Six weeks after finding out we were HIV+ my wife and I took three
months supply of drugs and back to work in Asia. Upon leaving
Australia I called our doctor and that Scotish voice at Aidsline
and thanked them for putting us on the right path. I just wonder
where we would have been if I did not see that number on the
internet. Probably in Mexico having my blood boiled in a soup.

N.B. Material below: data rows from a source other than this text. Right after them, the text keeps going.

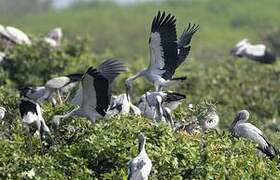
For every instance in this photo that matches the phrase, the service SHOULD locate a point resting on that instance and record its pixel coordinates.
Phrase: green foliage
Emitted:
(102, 151)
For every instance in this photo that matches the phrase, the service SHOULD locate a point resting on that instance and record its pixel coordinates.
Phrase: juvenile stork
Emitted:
(2, 112)
(257, 52)
(158, 105)
(96, 91)
(241, 128)
(54, 37)
(166, 54)
(46, 92)
(140, 167)
(31, 114)
(121, 104)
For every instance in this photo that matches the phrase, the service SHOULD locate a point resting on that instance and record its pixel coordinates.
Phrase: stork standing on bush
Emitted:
(96, 91)
(166, 54)
(241, 128)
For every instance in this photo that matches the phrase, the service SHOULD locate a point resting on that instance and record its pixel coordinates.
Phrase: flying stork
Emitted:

Now, armed with our lifesaving drugs in a shoe box (I wear a size
9) It fits exactly a three-month-supply of drugs for two people
and little alarm clock, we believe that there is nothing wrong
with us. That's how we feel. These drugs have really made a
difference! It may be denial but heck to live one year or fifty
years live it the best you can! The whole experience has made me
realize how uneducated (even though formerly I was a school
teacher!) I was about HIV (Now I am an expert!) I realize also
how prejudiced I was about the gay sector. Sorry guys. We owe you
a lot. Your battles have given us what we have today to fight
this stuff. Darren made sure I understood this. HIV is not a GAY
disease it's a people disease! I JUST WONDER HOW MANY PEOPLE HAVE
IT AND DON'T KNOW UNTIL THEY DROP DEAD! Relatives will think poor
dear died of pneumonia, or died of cancer.... GET A CHECK UP AND
GET SOME TREATMENT BEFORE IT'S TOO LATE! It's not confined to
sex, drugs (needles) as everybody thinks. I do not smoke, I do
not drink, I have sex only with my wife and what do you know I'm
HIV+. ANYBODY CAN GET IT. IT DOES NOT DISCRIMINATE COLOR, RACE,
SEXUAL PREFERENCES OR DRUG USERS. HIV testing should become
compulsory for everybody. I never would have dreamed of doing an
HIV test. Why should I? I was not in any risk category. Thank God
that doctor in Thailand did the test (for reasons I still don't
know). I believe the number of infections that we know of is the
tip of the iceberg. There are definitely many unknown infected
people out there that don't know and could be infecting others.
If I was not married I too could have passed it on to more people
than just my wife! You know after all this everyday seems
brighter, my wife and I are much closer and life is just so much
better (no matter how long it is!). We also have made a few new
friends doctors, therapists and pharmacists. WE BELIEVE THAT THIS
HIV THING WILL NOT KILL US! A week after departing from
Australia, Darren emailed us our results. After three weeks of
therapy we are both undetectable. CD4 is in the normal range. My
wife 520. Myself 750. We celebrated. We will beat it! Our next
test is due in July (three month interval). We pray that all
continues to go well. I would love to hear from others! James.